Nello stesso documento della Fer.Live si legge però che l'impianto avrebbe sul territorio ben trentatré impatti ambientali tra percolato, fluff, biogas, varie emissioni gassose, emissioni sonore, acque meteoriche da trattare ed energia. Il rischio di inquinamento è altissimo, considerato anche che si tratta di una zona caratterizzata da solchi erosivi che rendono instabile la sicurezza idraulica del sito e da un basamento calcareo-dolomitico ad "alta permeabilità" localmente interessato da sistemi di fratture ad altro rischio di infiltrazione.
Alquanto tortuoso è l'iter per la costruzione della discarica, dal momento che si trascina dal lontano 2011 e, nonostante i reiterati blocchi nel corso degli anni, lo scorso giugno viene sorprendentemente rinnovato alla Fer.live, da parte della Città Metropolitana di Bari, il termine di scadenza del giudizio di compatibilità ambientale per altri cinque anni.

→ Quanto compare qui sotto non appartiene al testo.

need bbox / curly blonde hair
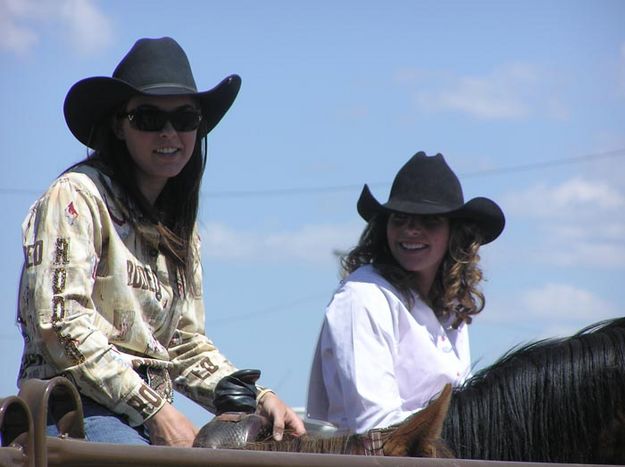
[341,213,485,328]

Tuttavia, le posizioni avanzate dalla Città Metropolitana, nella persona del funzionario Armando Diamanti, non convincono minimamente l'uditorio dal momento che giustificherebbe l'orientamento intrapreso come «atto di natura gestionale e non politica». Ma si chiede Domenico Damascelli, consigliere regionale di Forza Italia, a fronte del sacrificio pubblico e del danno economico e ambientale, «A cosa è dovuto il silenzio della Città Metropolitana? Sono seriamente preoccupato perché non ho capito la sua volontà».

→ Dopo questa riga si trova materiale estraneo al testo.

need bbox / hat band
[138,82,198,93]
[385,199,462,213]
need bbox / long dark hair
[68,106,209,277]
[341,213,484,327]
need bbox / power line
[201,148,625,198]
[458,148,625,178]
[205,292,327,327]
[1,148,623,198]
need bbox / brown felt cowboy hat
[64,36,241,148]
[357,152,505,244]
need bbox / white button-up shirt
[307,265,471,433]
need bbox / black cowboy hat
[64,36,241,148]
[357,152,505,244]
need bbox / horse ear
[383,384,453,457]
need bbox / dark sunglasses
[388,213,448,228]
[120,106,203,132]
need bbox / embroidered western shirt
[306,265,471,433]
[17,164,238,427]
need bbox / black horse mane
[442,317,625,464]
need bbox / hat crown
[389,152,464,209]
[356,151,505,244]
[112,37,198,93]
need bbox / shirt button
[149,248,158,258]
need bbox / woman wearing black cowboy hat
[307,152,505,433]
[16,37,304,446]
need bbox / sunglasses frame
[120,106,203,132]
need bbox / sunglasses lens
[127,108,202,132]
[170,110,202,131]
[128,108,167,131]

Ad oggi, comunque, c'è un barlume di speranza. Ai sensi delle Norme Tecniche di Attuazione del PPTR, infatti, nell'area individuata non sono proprio ammissibili piani, progetti e interventi che comportano la realizzazione e l'ampliamento di impianti per lo smaltimento e il recupero dei rifiuti nonché per la produzione di energia. I vincoli paesaggistici attualmente presenti non ne consentirebbero, dunque, affatto la realizzazione.